European Stocks Suffer Biggest Decline in Three Weeks

European stocks ended a two-day advance as Bank of England Governor Mark Carney said the institution hasn’t planned for a disorderly Brexit.

The Stoxx Europe 600 Index fell 0.5 percent at the close, the most since April 18. While the Bank of England left the benchmark interest rate unchanged Thursday, Carney said it hasn’t modeled for a disorderly Brexit process, in response to a question on how much the central bank’s forecasts are based on the assumption of a “smooth” exit from the European Union. The Stoxx 600 added 0.2 percent Wednesday as oil companies rallied after data showed U.S. crude stockpiles fell the most this year.

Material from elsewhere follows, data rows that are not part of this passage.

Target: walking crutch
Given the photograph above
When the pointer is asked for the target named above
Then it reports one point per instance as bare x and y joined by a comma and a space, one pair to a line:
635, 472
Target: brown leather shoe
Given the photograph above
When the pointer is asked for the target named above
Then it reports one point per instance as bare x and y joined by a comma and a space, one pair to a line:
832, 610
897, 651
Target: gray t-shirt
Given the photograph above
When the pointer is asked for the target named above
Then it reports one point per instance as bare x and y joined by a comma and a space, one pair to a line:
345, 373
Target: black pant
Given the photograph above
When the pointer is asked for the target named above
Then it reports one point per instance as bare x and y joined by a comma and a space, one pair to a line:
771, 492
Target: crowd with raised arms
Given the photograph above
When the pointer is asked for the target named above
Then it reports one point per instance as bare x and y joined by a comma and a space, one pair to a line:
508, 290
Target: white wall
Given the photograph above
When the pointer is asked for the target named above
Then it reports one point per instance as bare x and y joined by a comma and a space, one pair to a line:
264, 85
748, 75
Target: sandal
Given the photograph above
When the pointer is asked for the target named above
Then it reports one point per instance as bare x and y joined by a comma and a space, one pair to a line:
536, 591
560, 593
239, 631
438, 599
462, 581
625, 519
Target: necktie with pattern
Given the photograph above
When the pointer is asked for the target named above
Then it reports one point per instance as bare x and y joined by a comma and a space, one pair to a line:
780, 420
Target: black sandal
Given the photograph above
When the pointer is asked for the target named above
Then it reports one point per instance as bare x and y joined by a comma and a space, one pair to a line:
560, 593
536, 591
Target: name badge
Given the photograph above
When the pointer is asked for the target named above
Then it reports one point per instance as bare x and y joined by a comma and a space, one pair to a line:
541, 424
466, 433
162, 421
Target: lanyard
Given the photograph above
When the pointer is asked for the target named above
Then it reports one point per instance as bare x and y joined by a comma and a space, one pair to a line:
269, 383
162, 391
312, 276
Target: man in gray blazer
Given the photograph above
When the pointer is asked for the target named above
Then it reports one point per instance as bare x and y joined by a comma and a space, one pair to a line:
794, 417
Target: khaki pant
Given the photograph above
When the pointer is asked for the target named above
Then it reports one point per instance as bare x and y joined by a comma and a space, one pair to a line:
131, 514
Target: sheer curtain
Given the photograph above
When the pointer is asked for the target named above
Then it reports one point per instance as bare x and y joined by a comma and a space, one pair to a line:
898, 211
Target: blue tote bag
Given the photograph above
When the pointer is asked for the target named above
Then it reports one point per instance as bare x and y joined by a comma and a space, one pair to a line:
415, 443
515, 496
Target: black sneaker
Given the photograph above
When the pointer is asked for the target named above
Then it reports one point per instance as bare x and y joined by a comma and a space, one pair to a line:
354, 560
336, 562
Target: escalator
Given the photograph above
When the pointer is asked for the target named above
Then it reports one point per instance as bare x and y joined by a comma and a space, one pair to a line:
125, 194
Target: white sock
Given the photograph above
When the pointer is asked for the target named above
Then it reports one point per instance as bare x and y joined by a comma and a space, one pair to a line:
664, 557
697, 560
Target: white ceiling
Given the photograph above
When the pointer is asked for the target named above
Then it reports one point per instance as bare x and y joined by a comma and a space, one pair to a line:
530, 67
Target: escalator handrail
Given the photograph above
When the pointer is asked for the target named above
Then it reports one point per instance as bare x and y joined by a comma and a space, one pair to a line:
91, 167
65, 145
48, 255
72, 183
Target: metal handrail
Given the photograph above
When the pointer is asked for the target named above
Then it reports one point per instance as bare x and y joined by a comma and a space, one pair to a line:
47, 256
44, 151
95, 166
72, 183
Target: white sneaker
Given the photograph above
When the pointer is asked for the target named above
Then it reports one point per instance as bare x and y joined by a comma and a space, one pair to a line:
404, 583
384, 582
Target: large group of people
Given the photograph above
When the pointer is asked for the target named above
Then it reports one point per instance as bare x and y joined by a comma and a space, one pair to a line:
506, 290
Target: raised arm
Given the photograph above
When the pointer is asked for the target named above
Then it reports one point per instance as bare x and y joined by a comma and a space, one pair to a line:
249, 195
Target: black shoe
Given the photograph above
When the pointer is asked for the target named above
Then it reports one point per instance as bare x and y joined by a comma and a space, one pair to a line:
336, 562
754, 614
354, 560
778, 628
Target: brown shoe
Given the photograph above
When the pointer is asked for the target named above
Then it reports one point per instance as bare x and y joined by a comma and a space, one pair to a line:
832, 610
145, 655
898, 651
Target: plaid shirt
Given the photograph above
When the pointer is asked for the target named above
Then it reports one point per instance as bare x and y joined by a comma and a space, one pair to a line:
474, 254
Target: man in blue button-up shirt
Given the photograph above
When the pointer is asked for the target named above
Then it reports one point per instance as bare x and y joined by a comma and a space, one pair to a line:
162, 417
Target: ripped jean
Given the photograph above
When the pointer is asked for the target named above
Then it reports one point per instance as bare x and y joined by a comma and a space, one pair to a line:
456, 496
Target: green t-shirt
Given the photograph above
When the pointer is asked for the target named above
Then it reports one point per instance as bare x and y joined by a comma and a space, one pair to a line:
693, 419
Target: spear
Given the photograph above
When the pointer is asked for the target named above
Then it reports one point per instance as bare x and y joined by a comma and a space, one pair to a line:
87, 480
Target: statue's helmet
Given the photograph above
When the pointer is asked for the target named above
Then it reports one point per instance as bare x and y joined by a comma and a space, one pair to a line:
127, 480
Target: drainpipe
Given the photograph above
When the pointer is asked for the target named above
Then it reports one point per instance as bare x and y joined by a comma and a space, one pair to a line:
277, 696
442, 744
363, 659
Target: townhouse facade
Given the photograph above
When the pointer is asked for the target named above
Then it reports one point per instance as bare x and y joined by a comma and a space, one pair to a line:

  • Markets have moved down in response to Carney’s warning “about not having a plan B for Brexit,” Guillermo Hernandez Sampere, head of trading at MPPM EK in Eppstein, Germany, said.
  • All but three industry groups dropped, with telecom shares declining the most. Among shares active on corporate news, UniCredit SpA rose 3.7 percent after delivering first-quarter profit that exceeded analysts’ estimates.
  • A positive economic backdrop and rate increases in Europe could spur more gains for Spain’s benchmark IBEX 35 Index, according to Banco Bilbao Vizcaya Argentaria SA’s Enrique Marazuela. While Spanish stocks’ best annual start since 1998 has driven the IBEX’s price-to-book ratio to the highest since March 2015, the factors that spurred the gains still hold, Marazuela says.
  • According to Nicholas Melhuish, the head of global equities at Amundi Asset Management, “the outstanding cyclical sector in Europe is financials,” where he sees an attractive risk-reward situation.